Mais, ce n’est assurément pas la seule raison. Le vieux renard, tout comme son maître Emmanuel Macron, ont plusieurs cordes à leurs arcs. La création de l’AES qui les a surpris a dû nécessiter la prise en compte d’une nouvelle donne.
Logiquement, une intervention militaire ciblée sur le Niger ne pourra plus être à l’ordre du jour, car impossible à faire prospérer. Du reste, le Mali et le Burkina Faso ont clairement déclaré que toute attaque contre le Niger s’apparente à une déclaration de guerre. Ils sont rejoints dans cette posture par la Russie. Par ailleurs, plusieurs pays d’Europe notamment, ont affiché leur désaccord à toute intervention militaire au Niger. Il faut donc changer de stratégie.
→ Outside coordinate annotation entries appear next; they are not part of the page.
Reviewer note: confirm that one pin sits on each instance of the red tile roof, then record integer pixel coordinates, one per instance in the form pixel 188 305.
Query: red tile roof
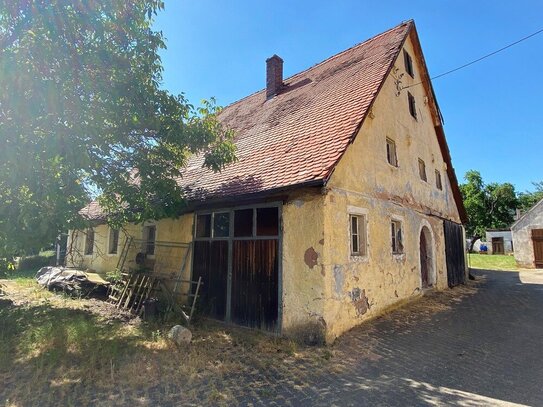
pixel 298 136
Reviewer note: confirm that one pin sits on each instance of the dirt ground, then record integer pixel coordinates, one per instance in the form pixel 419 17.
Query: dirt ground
pixel 59 350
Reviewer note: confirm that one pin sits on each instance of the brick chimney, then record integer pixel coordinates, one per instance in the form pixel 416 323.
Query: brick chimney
pixel 274 76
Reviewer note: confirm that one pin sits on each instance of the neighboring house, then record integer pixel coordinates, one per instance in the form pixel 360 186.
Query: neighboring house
pixel 500 241
pixel 528 237
pixel 343 202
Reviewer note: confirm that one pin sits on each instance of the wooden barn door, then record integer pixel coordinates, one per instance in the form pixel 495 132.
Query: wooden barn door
pixel 537 239
pixel 454 253
pixel 237 252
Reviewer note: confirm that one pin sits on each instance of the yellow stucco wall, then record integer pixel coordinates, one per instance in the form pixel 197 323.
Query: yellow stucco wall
pixel 358 288
pixel 302 261
pixel 168 253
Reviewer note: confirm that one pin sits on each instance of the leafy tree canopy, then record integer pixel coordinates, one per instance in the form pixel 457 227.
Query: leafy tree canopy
pixel 489 206
pixel 528 199
pixel 82 112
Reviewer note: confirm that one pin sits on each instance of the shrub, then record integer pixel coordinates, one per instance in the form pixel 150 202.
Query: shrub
pixel 36 262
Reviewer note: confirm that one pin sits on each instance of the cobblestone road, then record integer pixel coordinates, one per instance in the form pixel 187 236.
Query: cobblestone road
pixel 483 348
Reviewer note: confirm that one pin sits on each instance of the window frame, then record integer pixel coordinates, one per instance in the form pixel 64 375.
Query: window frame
pixel 422 170
pixel 109 241
pixel 89 247
pixel 408 62
pixel 439 183
pixel 390 142
pixel 412 105
pixel 146 240
pixel 361 214
pixel 396 225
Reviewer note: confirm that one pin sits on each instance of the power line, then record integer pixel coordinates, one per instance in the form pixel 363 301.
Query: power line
pixel 479 59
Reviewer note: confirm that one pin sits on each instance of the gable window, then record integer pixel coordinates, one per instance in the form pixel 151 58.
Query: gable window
pixel 439 185
pixel 396 234
pixel 412 106
pixel 391 153
pixel 113 241
pixel 89 242
pixel 408 63
pixel 422 170
pixel 358 235
pixel 149 235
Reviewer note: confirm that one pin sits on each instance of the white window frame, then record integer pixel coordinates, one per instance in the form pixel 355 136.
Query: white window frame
pixel 397 250
pixel 86 250
pixel 361 214
pixel 109 237
pixel 145 238
pixel 392 154
pixel 423 175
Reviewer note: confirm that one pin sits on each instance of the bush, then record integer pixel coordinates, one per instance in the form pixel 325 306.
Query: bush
pixel 36 262
pixel 6 266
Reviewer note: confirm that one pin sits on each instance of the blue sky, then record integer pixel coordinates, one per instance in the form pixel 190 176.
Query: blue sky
pixel 492 110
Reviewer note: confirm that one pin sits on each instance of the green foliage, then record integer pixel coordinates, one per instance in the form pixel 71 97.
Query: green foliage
pixel 82 113
pixel 35 262
pixel 489 206
pixel 528 199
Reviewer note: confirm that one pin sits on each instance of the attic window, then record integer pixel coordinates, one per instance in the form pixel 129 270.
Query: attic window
pixel 391 153
pixel 422 170
pixel 89 242
pixel 412 106
pixel 439 185
pixel 396 235
pixel 408 63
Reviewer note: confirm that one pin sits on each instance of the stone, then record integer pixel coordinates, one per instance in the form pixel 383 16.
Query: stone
pixel 180 335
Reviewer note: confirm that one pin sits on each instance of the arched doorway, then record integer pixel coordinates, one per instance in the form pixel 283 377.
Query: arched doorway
pixel 426 256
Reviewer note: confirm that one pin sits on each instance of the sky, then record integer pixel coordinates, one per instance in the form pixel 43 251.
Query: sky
pixel 493 110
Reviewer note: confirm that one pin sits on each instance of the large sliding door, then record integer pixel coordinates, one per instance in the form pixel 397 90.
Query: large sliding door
pixel 237 252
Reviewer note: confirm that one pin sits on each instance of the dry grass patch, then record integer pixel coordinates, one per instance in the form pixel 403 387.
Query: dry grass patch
pixel 76 351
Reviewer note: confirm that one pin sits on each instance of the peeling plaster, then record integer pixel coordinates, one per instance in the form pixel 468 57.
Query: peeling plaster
pixel 339 279
pixel 311 257
pixel 360 301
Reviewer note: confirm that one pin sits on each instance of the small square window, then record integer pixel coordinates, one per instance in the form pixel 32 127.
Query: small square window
pixel 358 235
pixel 113 241
pixel 221 224
pixel 397 243
pixel 412 106
pixel 203 225
pixel 422 170
pixel 408 63
pixel 243 223
pixel 439 185
pixel 149 239
pixel 89 242
pixel 391 153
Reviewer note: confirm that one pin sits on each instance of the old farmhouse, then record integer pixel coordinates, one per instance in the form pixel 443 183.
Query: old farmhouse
pixel 343 203
pixel 528 237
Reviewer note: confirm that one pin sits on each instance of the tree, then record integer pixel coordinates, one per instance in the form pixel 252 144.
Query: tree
pixel 528 199
pixel 490 206
pixel 82 113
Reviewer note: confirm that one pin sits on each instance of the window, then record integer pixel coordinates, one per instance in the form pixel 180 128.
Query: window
pixel 238 223
pixel 408 63
pixel 358 235
pixel 396 230
pixel 113 241
pixel 438 180
pixel 203 225
pixel 412 106
pixel 422 170
pixel 149 239
pixel 89 242
pixel 391 153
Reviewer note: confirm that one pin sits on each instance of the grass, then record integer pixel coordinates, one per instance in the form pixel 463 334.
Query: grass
pixel 74 351
pixel 492 261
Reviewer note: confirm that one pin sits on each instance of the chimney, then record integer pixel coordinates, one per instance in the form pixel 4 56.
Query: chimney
pixel 274 76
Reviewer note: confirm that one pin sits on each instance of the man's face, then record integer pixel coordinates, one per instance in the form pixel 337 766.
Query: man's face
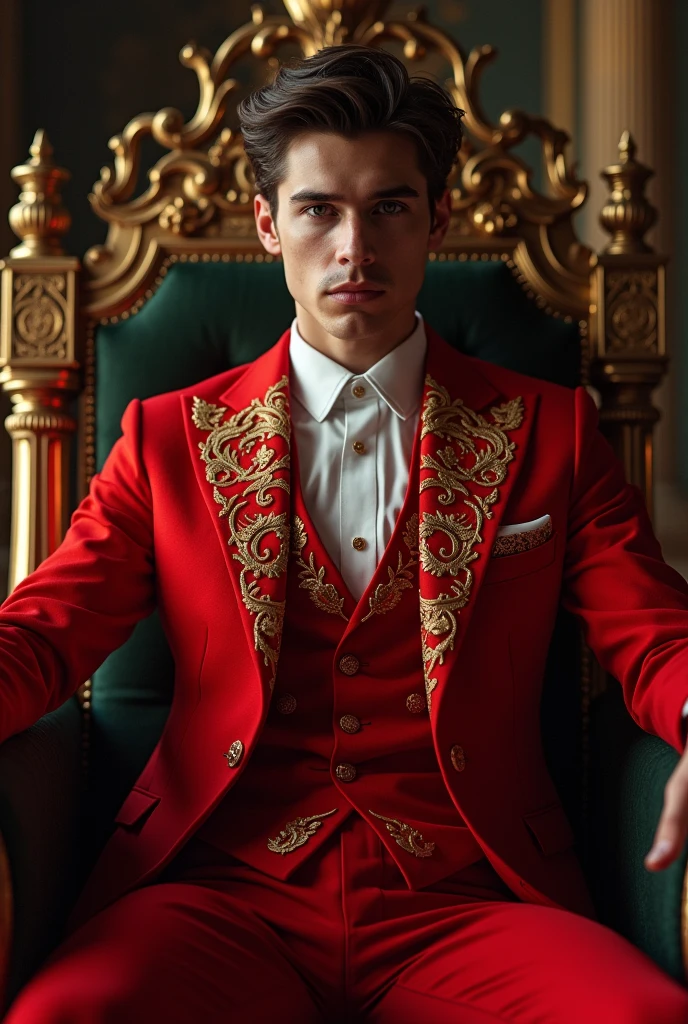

Pour conclure, je vous invite à méditer sur cette citation tirée des poubelles de l’histoire :
« En 1907, Campbel Bennerman, à l’époque Premier Ministre britannique, avait fait un rapport tenu dans le secret absolu jusqu’à tout récemment. Ce rapport stipule : les peuples arabo-musulmans qui contrôlent des vastes territoires riches en ressources connues ou cachées, au carrefour des routes du commerce mondial, constituent une menace pour l’Europe et un obstacle à son expansion…ils peuvent, s’ils le veulent, se constituer en un seul Etat qui pourrait devenir une superpuissance mondiale. Si l’on considère les choses sérieusement, un corps étranger devrait être implanté au cœur de cette nation, afin de l’empêcher de s’unir, de telle sorte qu’elle soit amenée à épuiser ses forces dans des guerres sans fin… ».
Toute analyse faite, les trois pays de l’AES pourraient être l’objet de déstabilisation simultanée. Aux autorités de ces pays de ne jamais baisser la garde. Un problème bien posé et su à l’avance est une redoutable arme qui déjouera les plans les plus cyniques de l’adversaire et conduira inéluctablement à son échec.
Les ennemis échoueront lamentablement. Rien ne peut résister à la volonté d’un peuple épris de paix, solidaire, convaincu que seule l’union sacrée fait la force. Il mènera par conséquent ce dernier combat pour la conquête de l’indépendance vraie et de la souveraineté.
Salou Gobi, Journaliste- Écrivain et Professionnel de la communication.